This week has been mixed for the oil sector, with the oil price ending down (week on week), it was, however, supported firstly by renewed OPEC+ discipline and secondly by the attack on Saudi energy infrastructure by drones.
While this has been the headline, we believe the pattern emerging from Permian operators is of more interest. While the polar vortex (the “Vortex”) has receded and normal weather patterns are being established, production is not returning with quite the same vigour that we would expect given the current oil price.
We believe that this is not due to inactivity, but the increased impact of the Permian operators’ keener focus on capital discipline, choosing to sweat that assets to a greater extent than before. Gone will be the drive to maintain production rates, and instead now be a more measured approach as producers elect to use the cash flow to pay down debt.
In that context, the Vortex has merely been a form of contrast dye, and what would have been observed as a higher net decline rate, will now be seen as lower productivity. The Permian basin, once the key driving factor in driving prices downwards, could now be instrumental in maintaining a higher price environment.

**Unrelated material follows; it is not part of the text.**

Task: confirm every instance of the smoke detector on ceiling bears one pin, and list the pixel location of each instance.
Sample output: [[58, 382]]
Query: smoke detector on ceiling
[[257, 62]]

Whatever the Permian operators choose to do, there is no doubting that the Permian producers will be instrumental in shaping the near-term oil price. The driver in the longer-term, unfortunately, will be the politicians.
More specifically, whether the current crop of the political class continue to focus on climate change to the exclusion of all else, ignoring the need to focus on maintaining stability and security in the energy mix.